With the implementation of the new virtual/redundant login and management servers, Aeolus will be migrating scheduling to the simple Linux user resource manager (SLURM). This will be a major step forward and may enable sharing compute resources with other peer clusters, leading to potential grid computing.
The following defines the policy for investing into Aeolus by purchasing compute nodes.
Standard compute nodes can be purchased from our Aeolus Investment Catalogue. Non-standard compute nodes can be purchased for special computing needs, based on the Aeolus Catalogue, in coordination with and after approval by the Aeolus systems administrators.
Investment in Aeolus through the purchase of a compute node guarantees access to Aeolus HPC for the duration of the 5-year hardware lifetime. Additional investments over time can renew the investor’s continuous access to the cluster.
With an investment in a compute node, 10 GB of storage per core will be made available to that project, user, or group for project storage, during the duration of the 5-year hardware lifetime (see Storage below).
The storage system design for Aeolus envisions multiple tiers; the following defines the tiers and corresponding rules of storage on the cluster.
Tier 0, Fast Scratch – high speed, volatile (short lived) storage
Tier 1, Compute Storage – storage designed for large projects and compute input/ output.
Tier 2, General Storage – user home directories, modules, and logs
Tier 3, Archival Storage – long term slow archival storage
Tier 4, Backup Storage – offsite, tape, and disk backups
All users are provided with a 100 GB home directory (see Tier 2) thanks to the generous contributions of the Voiland College of Engineering and Architecture as well as other initial investors.

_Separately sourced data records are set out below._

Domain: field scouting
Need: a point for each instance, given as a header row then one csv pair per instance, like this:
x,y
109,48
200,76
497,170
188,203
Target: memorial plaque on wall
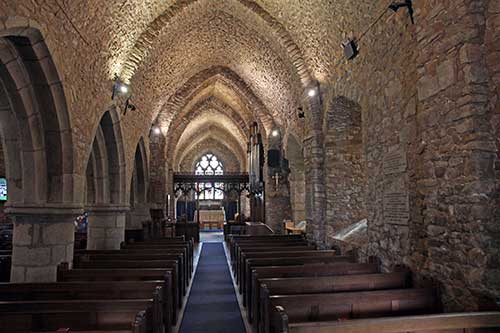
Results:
x,y
395,162
395,201
396,208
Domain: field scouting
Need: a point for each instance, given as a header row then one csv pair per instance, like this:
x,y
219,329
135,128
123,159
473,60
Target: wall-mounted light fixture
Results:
x,y
405,4
350,49
156,129
120,88
300,112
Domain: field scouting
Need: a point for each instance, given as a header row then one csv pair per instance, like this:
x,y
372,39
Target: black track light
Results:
x,y
406,4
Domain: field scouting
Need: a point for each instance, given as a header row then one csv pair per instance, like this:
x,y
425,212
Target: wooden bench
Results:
x,y
283,261
153,254
144,258
176,289
472,322
305,271
162,243
346,305
278,242
5,266
247,255
234,239
290,248
157,290
79,315
255,247
123,274
323,284
243,273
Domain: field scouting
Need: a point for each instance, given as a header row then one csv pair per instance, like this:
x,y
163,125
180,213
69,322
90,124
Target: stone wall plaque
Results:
x,y
395,162
396,208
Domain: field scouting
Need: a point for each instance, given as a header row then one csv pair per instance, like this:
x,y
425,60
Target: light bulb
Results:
x,y
123,89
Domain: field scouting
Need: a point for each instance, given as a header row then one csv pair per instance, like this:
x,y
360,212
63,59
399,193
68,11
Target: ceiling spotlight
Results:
x,y
120,88
301,113
405,4
156,130
123,89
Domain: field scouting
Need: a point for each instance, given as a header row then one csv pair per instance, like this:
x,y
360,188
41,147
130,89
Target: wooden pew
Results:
x,y
243,274
347,305
288,248
94,291
5,266
123,274
471,322
141,256
233,239
260,247
176,288
283,261
161,243
78,315
324,284
285,253
305,271
151,254
251,243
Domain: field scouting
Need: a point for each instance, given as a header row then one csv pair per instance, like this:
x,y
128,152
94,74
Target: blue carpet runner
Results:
x,y
212,306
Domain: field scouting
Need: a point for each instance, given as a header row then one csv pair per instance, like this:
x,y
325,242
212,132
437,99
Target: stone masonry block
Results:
x,y
25,256
41,274
58,233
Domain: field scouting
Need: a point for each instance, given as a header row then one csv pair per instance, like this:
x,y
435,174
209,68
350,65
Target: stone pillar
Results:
x,y
106,227
43,238
137,214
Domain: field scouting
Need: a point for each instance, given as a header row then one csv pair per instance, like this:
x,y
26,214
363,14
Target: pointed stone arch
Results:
x,y
106,221
39,158
295,156
139,209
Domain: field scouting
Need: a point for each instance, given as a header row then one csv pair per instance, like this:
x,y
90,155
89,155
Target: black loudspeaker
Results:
x,y
273,158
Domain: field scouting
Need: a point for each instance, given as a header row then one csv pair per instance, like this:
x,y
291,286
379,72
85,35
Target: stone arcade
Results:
x,y
392,157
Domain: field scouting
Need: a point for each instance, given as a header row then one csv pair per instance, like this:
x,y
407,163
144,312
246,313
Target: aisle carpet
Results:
x,y
212,304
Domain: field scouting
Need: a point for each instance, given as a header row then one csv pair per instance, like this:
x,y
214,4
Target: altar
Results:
x,y
211,219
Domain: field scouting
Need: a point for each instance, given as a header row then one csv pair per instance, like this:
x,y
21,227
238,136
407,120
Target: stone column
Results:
x,y
43,238
106,227
137,214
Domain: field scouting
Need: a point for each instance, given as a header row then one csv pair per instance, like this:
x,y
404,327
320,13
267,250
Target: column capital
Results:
x,y
107,209
44,213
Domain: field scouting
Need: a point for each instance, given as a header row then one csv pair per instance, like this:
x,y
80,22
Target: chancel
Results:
x,y
263,166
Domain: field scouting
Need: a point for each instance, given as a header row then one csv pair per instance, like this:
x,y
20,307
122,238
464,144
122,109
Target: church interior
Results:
x,y
263,166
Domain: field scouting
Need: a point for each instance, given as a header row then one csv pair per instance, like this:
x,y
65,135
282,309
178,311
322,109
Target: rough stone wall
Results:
x,y
345,168
3,217
38,247
429,107
158,171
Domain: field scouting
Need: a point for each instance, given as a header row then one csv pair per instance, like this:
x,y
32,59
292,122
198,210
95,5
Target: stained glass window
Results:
x,y
209,164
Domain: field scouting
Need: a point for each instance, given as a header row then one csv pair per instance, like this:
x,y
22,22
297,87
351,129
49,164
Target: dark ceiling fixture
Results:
x,y
406,4
301,114
128,106
350,49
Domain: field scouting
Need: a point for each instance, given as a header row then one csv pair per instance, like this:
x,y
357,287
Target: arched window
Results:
x,y
209,164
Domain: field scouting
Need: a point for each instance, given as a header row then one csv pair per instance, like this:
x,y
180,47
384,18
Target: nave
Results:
x,y
345,155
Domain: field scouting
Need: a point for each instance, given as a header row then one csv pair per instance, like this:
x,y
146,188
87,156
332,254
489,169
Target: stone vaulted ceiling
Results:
x,y
248,60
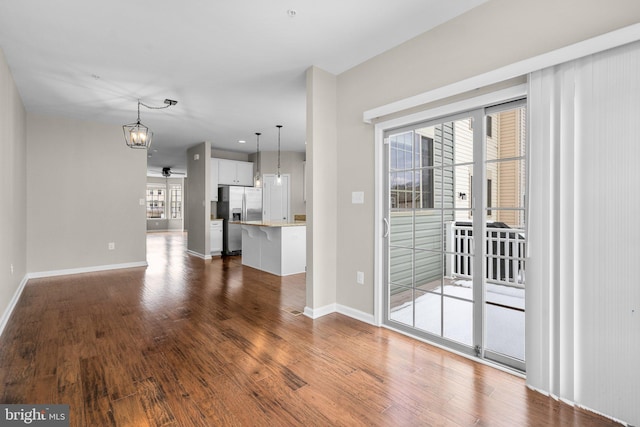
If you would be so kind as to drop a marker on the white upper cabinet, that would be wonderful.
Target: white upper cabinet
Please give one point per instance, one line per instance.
(233, 172)
(213, 180)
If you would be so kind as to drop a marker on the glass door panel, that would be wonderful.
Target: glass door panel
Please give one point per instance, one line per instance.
(505, 240)
(456, 241)
(429, 182)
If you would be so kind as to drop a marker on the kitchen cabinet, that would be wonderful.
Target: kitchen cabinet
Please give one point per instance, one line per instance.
(233, 172)
(216, 237)
(213, 180)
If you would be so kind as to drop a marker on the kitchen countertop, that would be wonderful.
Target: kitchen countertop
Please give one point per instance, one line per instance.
(271, 223)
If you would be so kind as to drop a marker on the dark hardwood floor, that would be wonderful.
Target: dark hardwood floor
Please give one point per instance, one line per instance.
(187, 342)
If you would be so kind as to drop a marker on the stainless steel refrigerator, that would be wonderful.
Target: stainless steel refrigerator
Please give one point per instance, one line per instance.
(237, 204)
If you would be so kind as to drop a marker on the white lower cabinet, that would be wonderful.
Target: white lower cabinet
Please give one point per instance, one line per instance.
(216, 237)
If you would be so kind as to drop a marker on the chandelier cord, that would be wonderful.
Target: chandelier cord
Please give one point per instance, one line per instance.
(151, 107)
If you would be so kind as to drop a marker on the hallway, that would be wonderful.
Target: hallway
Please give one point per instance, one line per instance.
(187, 342)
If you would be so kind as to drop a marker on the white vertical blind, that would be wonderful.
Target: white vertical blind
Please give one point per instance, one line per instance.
(583, 272)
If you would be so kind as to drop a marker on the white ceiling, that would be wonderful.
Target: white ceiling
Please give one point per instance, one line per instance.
(235, 67)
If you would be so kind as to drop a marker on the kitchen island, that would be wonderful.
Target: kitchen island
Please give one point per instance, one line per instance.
(275, 247)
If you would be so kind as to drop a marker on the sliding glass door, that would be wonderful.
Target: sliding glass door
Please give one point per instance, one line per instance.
(449, 181)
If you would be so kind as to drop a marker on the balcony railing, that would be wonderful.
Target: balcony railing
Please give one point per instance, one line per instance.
(505, 253)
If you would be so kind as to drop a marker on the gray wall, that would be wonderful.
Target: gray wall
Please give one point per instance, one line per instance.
(198, 206)
(495, 34)
(84, 188)
(13, 191)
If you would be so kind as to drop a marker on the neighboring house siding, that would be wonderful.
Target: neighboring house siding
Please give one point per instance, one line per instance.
(510, 175)
(425, 264)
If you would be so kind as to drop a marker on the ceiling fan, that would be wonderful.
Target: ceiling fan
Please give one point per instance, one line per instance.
(167, 172)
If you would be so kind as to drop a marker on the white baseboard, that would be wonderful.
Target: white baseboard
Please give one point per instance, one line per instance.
(572, 403)
(12, 304)
(93, 269)
(356, 314)
(315, 313)
(199, 255)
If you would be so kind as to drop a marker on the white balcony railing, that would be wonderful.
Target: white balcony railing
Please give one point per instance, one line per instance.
(505, 254)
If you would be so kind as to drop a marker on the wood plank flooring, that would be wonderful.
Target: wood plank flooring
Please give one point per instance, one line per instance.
(187, 342)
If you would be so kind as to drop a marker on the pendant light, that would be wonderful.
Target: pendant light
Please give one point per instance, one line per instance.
(137, 135)
(256, 181)
(278, 176)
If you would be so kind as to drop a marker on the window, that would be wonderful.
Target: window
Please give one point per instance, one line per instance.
(155, 201)
(412, 182)
(176, 202)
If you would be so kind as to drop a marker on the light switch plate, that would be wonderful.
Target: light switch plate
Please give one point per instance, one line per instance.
(357, 197)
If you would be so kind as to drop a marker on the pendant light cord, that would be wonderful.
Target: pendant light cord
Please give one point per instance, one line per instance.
(279, 127)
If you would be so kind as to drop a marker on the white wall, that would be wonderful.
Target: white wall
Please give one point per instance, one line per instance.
(83, 191)
(290, 163)
(13, 190)
(322, 187)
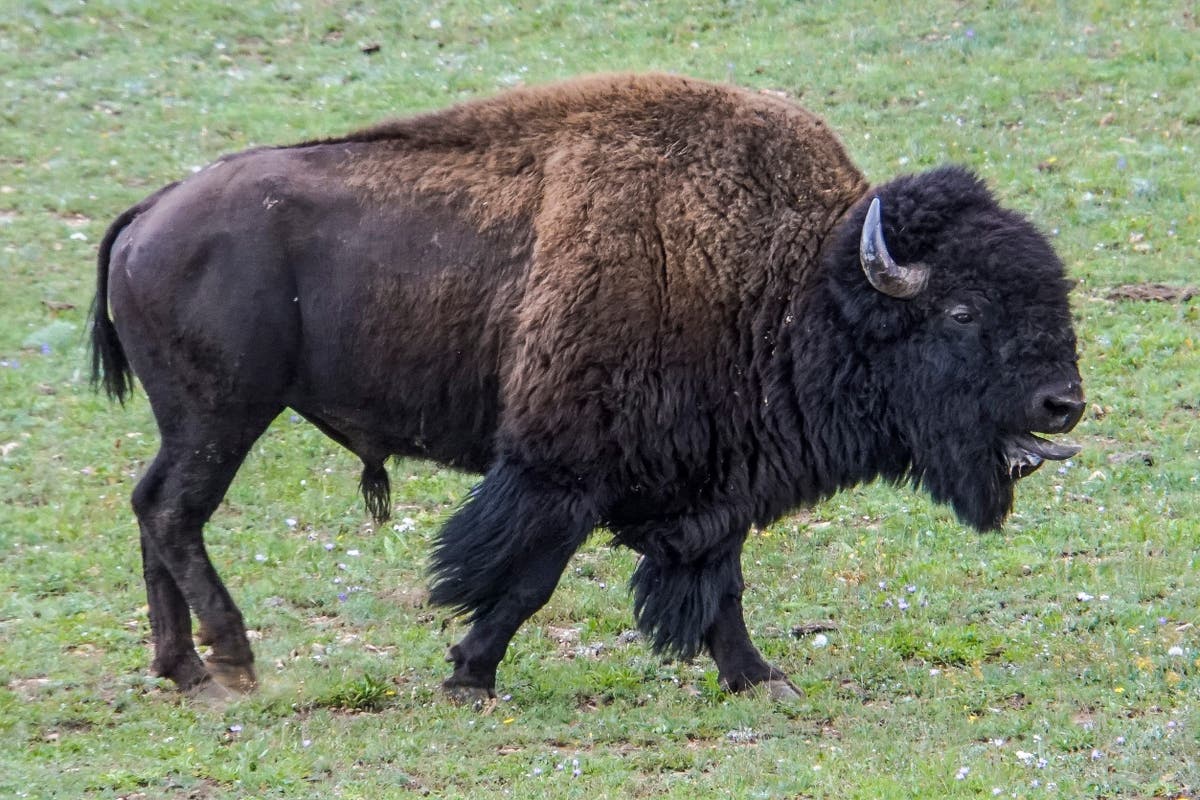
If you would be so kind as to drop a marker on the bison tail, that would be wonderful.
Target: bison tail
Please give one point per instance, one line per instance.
(510, 540)
(376, 491)
(109, 365)
(676, 603)
(108, 361)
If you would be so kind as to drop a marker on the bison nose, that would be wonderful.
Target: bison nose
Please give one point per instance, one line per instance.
(1056, 408)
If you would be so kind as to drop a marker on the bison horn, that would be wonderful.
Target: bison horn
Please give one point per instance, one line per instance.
(893, 280)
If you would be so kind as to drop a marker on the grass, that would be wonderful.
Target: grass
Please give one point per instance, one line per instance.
(1056, 659)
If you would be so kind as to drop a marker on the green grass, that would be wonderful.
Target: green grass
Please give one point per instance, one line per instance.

All users may take advantage of high performance fast scratch file space to temporarily store data, for up to two weeks (see Tier 0).
Additional storage can be purchased in increments of 100GB. Beyond the 5-year lifetime for such storage, there will be a grace period of 6 months for migration of user data to a resource provided by the user. After that, data will be irrevocably purged.
By using the resources associated with the Aeolus Cluster, a user acknowledges and agrees to comply with the user policies stated in the Aeolus User Policy.
We distinguish between three types of Aeolus users: Investor, User, and Trial User. The responsibilities of each user type with respect to Aeolus use are outlined below..
This section defines the responsibilities of all users on Aeolus.
All three types of Aeolus users shall:
Investor: An Investor may be either an active user, making actual direct interactive use of Aeolus to run jobs, or a passive user, investing in Aeolus in order to provide Aeolus access for their laboratory’s students and staff.
User: With the approval of an Investor, an individual can be provided an account for use of Aeolus. With investment or sponsorship by an Investor, a trial account will be switched to a regular user account, for the lifetime of the enabling investment.
Trial User: Upon approval by the HPC Committee, a new user may be provided an account for a 6-month trial period, to “test out” using the Aeolus HPC in their work and/or to generate data for a proposal.
The VCEA HPC committee will review and revise these policies as necessary, and at least annually. This is the July 2016 version.